Invité de l’émission Heure du Bilan, diffusée sur la RTG, le ministre de la Pêche et de l’economie maritime, Fassou Théa, est revenu sur la question de l’accessibilité du poisson sur le marché guinéen.
Contrairement à une perception largement répandue au sein de la population, il soutient que le poisson reste globalement abordable en Guinée. « Le poisson n’est pas cher en Guinée de façon générale comparativement à d’autres pays qui nous entourent », a-t-il affirmé.

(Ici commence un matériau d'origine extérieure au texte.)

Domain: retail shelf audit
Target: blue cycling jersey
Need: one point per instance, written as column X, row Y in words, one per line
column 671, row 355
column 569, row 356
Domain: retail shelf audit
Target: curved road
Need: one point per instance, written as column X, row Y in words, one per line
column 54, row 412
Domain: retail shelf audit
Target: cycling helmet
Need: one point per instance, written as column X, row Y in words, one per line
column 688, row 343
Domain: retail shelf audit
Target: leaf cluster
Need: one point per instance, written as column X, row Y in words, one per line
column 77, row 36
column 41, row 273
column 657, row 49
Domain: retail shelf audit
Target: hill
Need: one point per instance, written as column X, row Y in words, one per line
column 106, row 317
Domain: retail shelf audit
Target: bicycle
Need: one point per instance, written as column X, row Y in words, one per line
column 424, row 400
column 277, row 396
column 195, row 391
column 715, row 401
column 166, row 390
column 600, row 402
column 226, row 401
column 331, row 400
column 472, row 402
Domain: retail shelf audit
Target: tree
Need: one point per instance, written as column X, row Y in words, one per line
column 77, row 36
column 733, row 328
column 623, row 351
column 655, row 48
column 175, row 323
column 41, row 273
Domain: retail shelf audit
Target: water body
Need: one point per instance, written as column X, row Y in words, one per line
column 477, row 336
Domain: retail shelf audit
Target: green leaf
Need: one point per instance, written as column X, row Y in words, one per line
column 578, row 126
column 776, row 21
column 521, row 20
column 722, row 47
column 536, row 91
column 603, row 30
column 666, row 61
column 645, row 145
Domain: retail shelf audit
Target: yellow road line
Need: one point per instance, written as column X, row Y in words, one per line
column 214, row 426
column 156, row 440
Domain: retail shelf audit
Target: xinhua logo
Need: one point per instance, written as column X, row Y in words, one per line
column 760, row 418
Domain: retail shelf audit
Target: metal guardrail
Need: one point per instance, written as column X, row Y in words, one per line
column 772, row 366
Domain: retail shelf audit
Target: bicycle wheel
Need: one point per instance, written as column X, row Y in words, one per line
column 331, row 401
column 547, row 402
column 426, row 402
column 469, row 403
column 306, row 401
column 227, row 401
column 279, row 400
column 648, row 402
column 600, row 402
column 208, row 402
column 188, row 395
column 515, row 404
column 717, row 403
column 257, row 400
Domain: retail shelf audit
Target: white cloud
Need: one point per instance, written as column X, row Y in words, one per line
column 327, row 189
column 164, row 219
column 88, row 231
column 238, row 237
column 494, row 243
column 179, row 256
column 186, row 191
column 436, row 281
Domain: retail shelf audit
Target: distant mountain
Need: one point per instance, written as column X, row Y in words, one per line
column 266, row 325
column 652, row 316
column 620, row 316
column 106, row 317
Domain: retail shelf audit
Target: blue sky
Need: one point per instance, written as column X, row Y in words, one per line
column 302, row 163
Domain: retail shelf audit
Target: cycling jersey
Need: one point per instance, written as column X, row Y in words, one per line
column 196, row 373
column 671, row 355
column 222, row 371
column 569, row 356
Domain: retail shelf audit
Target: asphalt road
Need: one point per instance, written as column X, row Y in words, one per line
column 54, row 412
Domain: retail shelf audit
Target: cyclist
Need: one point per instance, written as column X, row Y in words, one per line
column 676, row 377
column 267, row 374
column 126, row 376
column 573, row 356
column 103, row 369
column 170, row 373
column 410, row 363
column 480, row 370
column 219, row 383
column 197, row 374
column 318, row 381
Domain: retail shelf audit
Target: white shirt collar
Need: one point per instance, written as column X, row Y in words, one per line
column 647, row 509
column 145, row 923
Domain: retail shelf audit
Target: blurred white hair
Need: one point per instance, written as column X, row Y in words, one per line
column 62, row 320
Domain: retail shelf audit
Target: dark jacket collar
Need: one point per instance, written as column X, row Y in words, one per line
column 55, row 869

Alors que de nombreuses ménagères dénoncent quotidiennement la rareté et la cherté du poisson sur les marchés, le ministre explique cette situation par un déséquilibre entre l’offre et la demande. «Mais il s’agit de savoir que la demande étant supérieur à l’offre il en va de soit que le poisson soit cher aux yeux des gens donc je vais dire que l’aquaculture continental va beaucoup remédier à cela », a-t-il déclaré, mettant en avant le rôle de l’aquaculture dans la régulation du marché.
À ce sujet, Fassou Théa a annoncé plusieurs projets structurants visant à renforcer la production halieutique nationale. « Je viens de dire que nous avons quatre grands aquacoles, nous avons déjà 38 sites identifiés, nous allons réaliser avec coquis 4 grands collègues et nous allons à travers ça employer énormément de gens et cela va nous permettre d’avoir des dépôts frigorifiques au niveau de l’intérieur du pays ».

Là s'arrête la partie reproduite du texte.